Global financial body, the International Monetary Fund (IMF) has predicted that the Nigerian economy will contract by 5.4 percent in 2020, lower than the 3.4 percent negative growth it had projected in April.
IMF’s Chief Economist and Director of the Research Department, Ms. Gita Gopinath, gave the projection during an online press conference on the latest World Economic Outlook (WEO) released yesterday in Washington DC.
Speaking on the multilateral institution’s latest projection for Nigeria, Gopinath said: “Our projection for sub Saharan Africa overall is -3.2 per cent in 2020 with recovery in 2021 at 3.4 per cent. So, this is a significant downward revision and we have some very large negative growth forecast for instance; South Africa is -8 per cent and for Nigeria, it is -5.4 per cent growth.
“The downgrade also reflects larger spillovers from weaker external demand. The downward revision to growth prospects for emerging market and developing economies over 2020–2021 (2.8 percentage points) exceeds the revision for advanced economies (1.8 percentage points). “Excluding China, the downward revision for emerging market and developing economies over 2020–21 is 3.6 percentage points.
“Overall, growth in the group of emerging market and developing economies is forecast at –3.0 per cent in 2020, two percentage points below the April 2020 WEO forecast. Growth among low-income developing countries is projected at –1.0 per cent in 2020, some 1.4 percentage points below the April 2020 WEO forecast, although with differences across individual countries.
“Excluding a few large frontier economies, the remaining group of low-income developing countries is projected to contract by –2.2 per cent in 2020.
“For the first time, all regions are projected to experience negative growth in 2020. There are, however, substantial differences across individual economies, reflecting the evolution of the pandemic and the effectiveness of containment strategies; variation in economic structure (for example, dependence on severely affected sectors, such as tourism and oil); reliance on external financial flows, including remittances; and pre-crisis growth trends,” it stated.
The IMF noted further that fiscal responses since the outbreak of COVID-19 have resulted in an increase in government debts across all emerging economies.

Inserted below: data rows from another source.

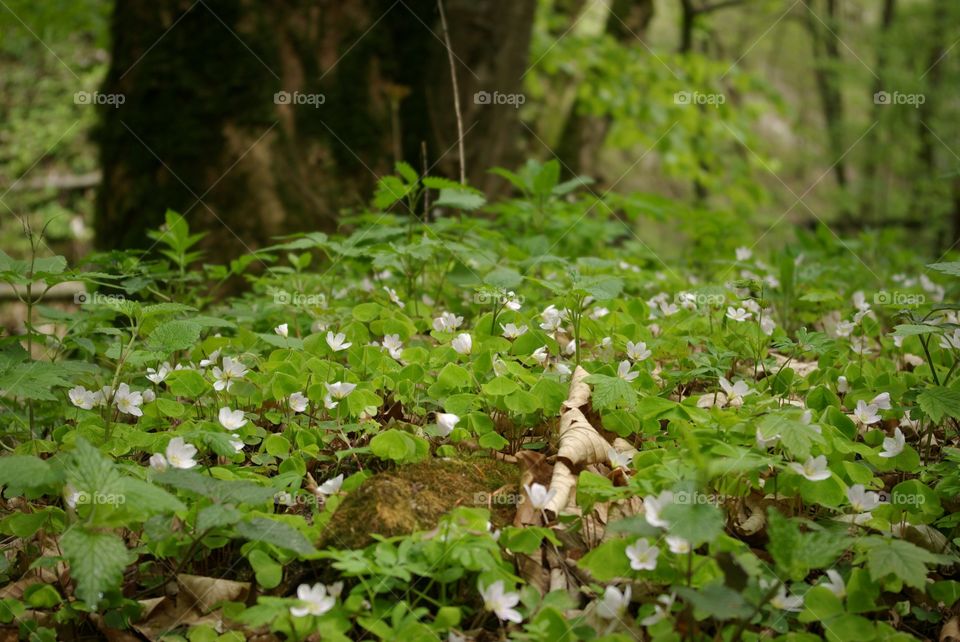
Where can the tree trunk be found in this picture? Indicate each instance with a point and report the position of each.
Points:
(203, 131)
(826, 50)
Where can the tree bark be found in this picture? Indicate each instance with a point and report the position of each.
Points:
(826, 50)
(202, 131)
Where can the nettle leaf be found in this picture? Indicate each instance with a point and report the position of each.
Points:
(236, 491)
(939, 401)
(277, 533)
(174, 335)
(890, 556)
(611, 392)
(97, 561)
(27, 471)
(796, 552)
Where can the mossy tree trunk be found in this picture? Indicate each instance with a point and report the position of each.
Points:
(200, 132)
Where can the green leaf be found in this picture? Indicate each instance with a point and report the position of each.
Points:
(97, 561)
(889, 556)
(939, 401)
(174, 335)
(277, 533)
(236, 491)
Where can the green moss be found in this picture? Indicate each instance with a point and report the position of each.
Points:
(413, 498)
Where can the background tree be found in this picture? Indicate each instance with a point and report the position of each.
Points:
(200, 131)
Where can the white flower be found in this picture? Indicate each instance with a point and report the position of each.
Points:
(157, 376)
(652, 507)
(337, 342)
(893, 446)
(314, 599)
(298, 402)
(500, 602)
(331, 486)
(393, 296)
(835, 584)
(552, 318)
(866, 413)
(844, 328)
(766, 443)
(393, 344)
(660, 611)
(539, 495)
(767, 324)
(882, 401)
(180, 454)
(614, 602)
(540, 355)
(128, 402)
(786, 602)
(212, 359)
(618, 459)
(232, 419)
(339, 389)
(624, 372)
(158, 462)
(463, 343)
(447, 322)
(814, 469)
(735, 391)
(842, 385)
(446, 422)
(642, 555)
(738, 314)
(82, 398)
(512, 331)
(231, 371)
(678, 545)
(637, 351)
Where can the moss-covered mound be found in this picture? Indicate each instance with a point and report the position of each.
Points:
(414, 497)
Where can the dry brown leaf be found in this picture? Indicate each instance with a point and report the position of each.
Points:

“Government debt is now projected to average 63 per cent of GDP in 2020, continuing its upward trend with a 10 percentage point surge from a year ago.
“As many low-income developing countries face tight financing constraints and a less severe impact of the pandemic thus far, the fiscal response to the pandemic has been modest, at 1.2 per cent of GDP on average, and mostly through budgetary measures.
“For example, Nigeria provided tax relief for employers to retain workers and raised health care spending 0.3 per cent of GDP, while Ethiopia has expanded its in-kind provision of food and shelter 1.8 per cent of GDP.”
Meanwhile, a Director at Fitch Ratings, Mahmoud Harby, warned that a sharp rise in Nigeria’s sovereign debt and a ballooning financing gap could trigger a rating downgrade.
Fitch had downgraded Nigeria to “B” in April with a negative outlook from “B+” citing aggravation of pressure on external finances.
“We have two elements that could lead us to take a negative rating action/downgrade on Nigeria. Aggravation of external liquidity pressures and a sharp rise in government debt to revenues ratio,” Harb, told Reuters.
“The debt-to-revenue ratio for Nigeria is set to worsen to 538 per cent by the end of 2020, from 348 per cent a year earlier, before improving slightly next year, Harb said.
“The medium debt ratio for “B” rated countries is 350 per cent, he added.
“Nigeria will need $23 billion to meet its external financing needs this year, Fitch estimated, noting that the country only has few options, including running down its reserves, after shelving plans to issue Eurobonds.
“The country’s foreign currency reserves could fall to $23.3 billion this year if foreign exchange access is normalised, Harb said, from around $36 billion.
“Nigeria could avoid a ratings downgrade if it strengthens its finances, reforms its forex policy and shows a path to reducing its deficit by boosting non-oil revenues,” he noted.